Les 4 étapes à respecter pour réaliser une semelle filante de fondation

La semelle filante est la fondation superficielle la plus courante en matière de construction. En effet, de par sa facilité de mise en œuvre, elle constitue la solution la plus simple et la plus économique, tout en garantissant la stabilité et la solidité de l’ouvrage. Suivez notre guide pour en savoir plus sur sa réalisation.

Étape 1 : S’assurer d’avoir toutes les données nécessaires en main

Avant de passer à la mise en œuvre, vous devez au préalable faire le point sur les éventuels détails de la semelle à réaliser :

Sa profondeur : comme tout type de fondation qui se respecte, le sol d’assise d’une semelle filante doit être placé à une profondeur suffisante pour échapper au gel. Cette profondeur varie d’une région à une autre avec pour facteurs influents l’altitude et la nature du sol.
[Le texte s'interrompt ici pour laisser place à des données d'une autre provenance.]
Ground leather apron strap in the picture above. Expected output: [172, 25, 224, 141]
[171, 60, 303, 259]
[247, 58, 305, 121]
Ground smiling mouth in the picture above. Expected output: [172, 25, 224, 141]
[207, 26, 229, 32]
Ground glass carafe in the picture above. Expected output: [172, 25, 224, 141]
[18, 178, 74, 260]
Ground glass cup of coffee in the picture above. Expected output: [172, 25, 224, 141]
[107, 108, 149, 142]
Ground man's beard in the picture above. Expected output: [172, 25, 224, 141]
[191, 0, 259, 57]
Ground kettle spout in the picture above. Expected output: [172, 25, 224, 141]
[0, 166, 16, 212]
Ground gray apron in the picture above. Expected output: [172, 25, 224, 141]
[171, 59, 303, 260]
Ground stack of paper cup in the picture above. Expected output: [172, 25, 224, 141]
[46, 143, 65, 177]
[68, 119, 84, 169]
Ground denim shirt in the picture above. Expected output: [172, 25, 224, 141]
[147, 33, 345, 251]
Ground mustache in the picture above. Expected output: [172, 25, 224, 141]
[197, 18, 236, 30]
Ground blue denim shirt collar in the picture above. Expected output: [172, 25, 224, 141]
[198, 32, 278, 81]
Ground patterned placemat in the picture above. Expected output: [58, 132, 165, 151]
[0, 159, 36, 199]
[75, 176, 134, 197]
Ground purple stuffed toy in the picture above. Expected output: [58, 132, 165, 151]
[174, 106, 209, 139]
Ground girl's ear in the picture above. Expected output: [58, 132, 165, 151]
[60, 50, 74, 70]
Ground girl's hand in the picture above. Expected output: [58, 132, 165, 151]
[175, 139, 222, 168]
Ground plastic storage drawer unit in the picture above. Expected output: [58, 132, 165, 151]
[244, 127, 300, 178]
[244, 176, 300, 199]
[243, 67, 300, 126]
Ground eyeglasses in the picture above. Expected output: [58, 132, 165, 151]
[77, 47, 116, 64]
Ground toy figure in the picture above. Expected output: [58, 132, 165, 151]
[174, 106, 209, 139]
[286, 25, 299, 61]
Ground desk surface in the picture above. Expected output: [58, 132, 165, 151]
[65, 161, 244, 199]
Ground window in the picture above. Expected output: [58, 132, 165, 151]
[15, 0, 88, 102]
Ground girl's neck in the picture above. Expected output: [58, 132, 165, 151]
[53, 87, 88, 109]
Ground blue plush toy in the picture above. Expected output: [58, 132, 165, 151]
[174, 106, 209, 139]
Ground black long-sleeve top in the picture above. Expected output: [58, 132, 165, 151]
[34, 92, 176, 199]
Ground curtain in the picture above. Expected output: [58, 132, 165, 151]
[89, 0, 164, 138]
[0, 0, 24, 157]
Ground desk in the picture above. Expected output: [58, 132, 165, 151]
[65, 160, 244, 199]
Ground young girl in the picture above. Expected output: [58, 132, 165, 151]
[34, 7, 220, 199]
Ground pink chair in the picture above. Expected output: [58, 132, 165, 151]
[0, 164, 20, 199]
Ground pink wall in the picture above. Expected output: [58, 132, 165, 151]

Il convient de noter qu’elle est de:

  • 50 cm pour la grande majorité du territoire français, plus précisément dans les basses altitudes (littoral, vallée et plaine)
  • 80 cm aux alentours de reliefs montagneux où le gel est modéré.
  • Au moins 1 mètre pour les zones montagneuses subissant un gel qualifié sévère.

Ses dimensions : pour être certain de pouvoir supporter les murs de soubassement, la largeur de la tranchée doit faire au moins 40 cm avec une hauteur strictement supérieure à 20 cm. Ces deux grandeurs doivent être proportionnelles. Ainsi dans le cas d’une maison individuelle, vous devez prévoir une fouille mesurant au minimum 25 cm de haut sur 50 cm de large.

Le dosage du béton : la valeur préconisée correspond à 350 kg de ciment par m³ de béton.

Ses armatures : conformément à la norme DTU 13.1, la réalisation d’une semelle filante nécessite des armatures de chaînage ayant une section de 1,6 cm² au minimum. Le ferraillage mis en place est donc de type S45 pourvu de quatre fils HA8 (Haute Adhérence).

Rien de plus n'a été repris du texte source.